肺癌の誘発を予防する組成物であって、カワリハラタケ抽出物および薬学的に受容可能なキャリアを含み、前記カワリハラタケ抽出物が、カワリハラタケの子実体を熱水抽出する工程、得られる抽出液を透析処理する工程、および得られる透析外液をクロマトグラフィー処理する工程によって得られる、分子量１００〜２０００のクロマトグラフィー主溶出画分であるか、または、カワリハラタケの子実体を熱水抽出する工程、得られる抽出液にエタノールを添加して沈殿を得る工程、沈殿を得る工程で得られる上澄液にさらにエタノールを添加し遠心分離して沈殿を得る工程、および該沈殿を水に溶解して透析処理する工程によって得られる透析外液である、前記組成物。

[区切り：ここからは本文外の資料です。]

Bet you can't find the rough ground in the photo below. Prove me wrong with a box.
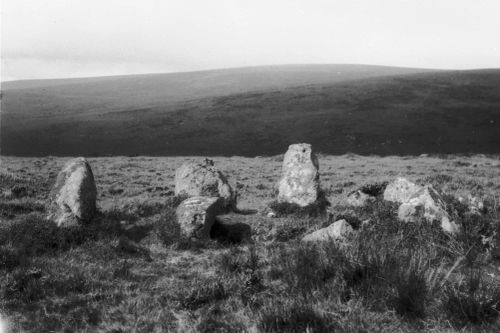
[0,155,500,332]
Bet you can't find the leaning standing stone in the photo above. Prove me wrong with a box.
[176,196,223,240]
[278,143,319,207]
[48,157,97,226]
[175,159,236,211]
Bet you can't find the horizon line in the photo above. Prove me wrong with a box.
[0,63,500,84]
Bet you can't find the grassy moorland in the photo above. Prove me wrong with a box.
[0,65,500,157]
[0,155,500,332]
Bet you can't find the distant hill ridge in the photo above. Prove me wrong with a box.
[0,65,500,156]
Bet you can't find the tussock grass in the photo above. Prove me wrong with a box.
[0,156,500,332]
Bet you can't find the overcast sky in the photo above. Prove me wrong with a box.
[1,0,500,81]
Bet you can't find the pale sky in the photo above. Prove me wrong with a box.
[1,0,500,81]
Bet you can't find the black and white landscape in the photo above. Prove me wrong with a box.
[0,0,500,333]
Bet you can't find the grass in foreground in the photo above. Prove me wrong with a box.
[0,154,500,332]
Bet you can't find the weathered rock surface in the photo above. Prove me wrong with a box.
[346,190,375,207]
[210,215,252,243]
[48,157,97,226]
[278,143,319,207]
[176,196,223,240]
[175,159,236,211]
[458,194,485,215]
[384,178,459,234]
[302,220,354,242]
[384,177,421,203]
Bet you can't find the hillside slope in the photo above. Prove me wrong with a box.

大腸癌の誘発を予防する組成物であって、カワリハラタケ抽出物および薬学的に受容可能なキャリアを含み、前記カワリハラタケ抽出物が、カワリハラタケの子実体を熱水抽出する工程、得られる抽出液を透析処理する工程、および得られる透析外液をクロマトグラフィー処理する工程によって得られる、分子量１００〜２０００のクロマトグラフィー主溶出画分である、前記組成物。
癌が、ウレタン（エチルカルバメート）、ＮＮＫ［（４−Ｎ−メチル−Ｎ−ニトロソアミノ）−１−（３−ピリジル）−１−ブタノン］またはアゾキシメタンで誘発される、請求項１又は２に記載の組成物。
粉末、液体、錠剤、カプセル、およびペレットからなる群から選択される形態の、請求項１〜３のいずれかに記載の組成物。
肺癌の誘発を予防する組成物の調製のためのカワリハラタケ抽出物の使用であって、前記カワリハラタケ抽出物が、カワリハラタケの子実体を熱水抽出する工程、得られる抽出液を透析処理する工程、および得られる透析外液をクロマトグラフィー処理する工程によって得られる、分子量１００〜２０００のクロマトグラフィー主溶出画分であるか、または、カワリハラタケの子実体を熱水抽出する工程、得られる抽出液にエタノールを添加して沈殿を得る工程、沈殿を得る工程で得られる上澄液にさらにエタノールを添加し遠心分離して沈殿を得る工程、および該沈殿を水に溶解して透析処理する工程によって得られる透析外液である、前記使用。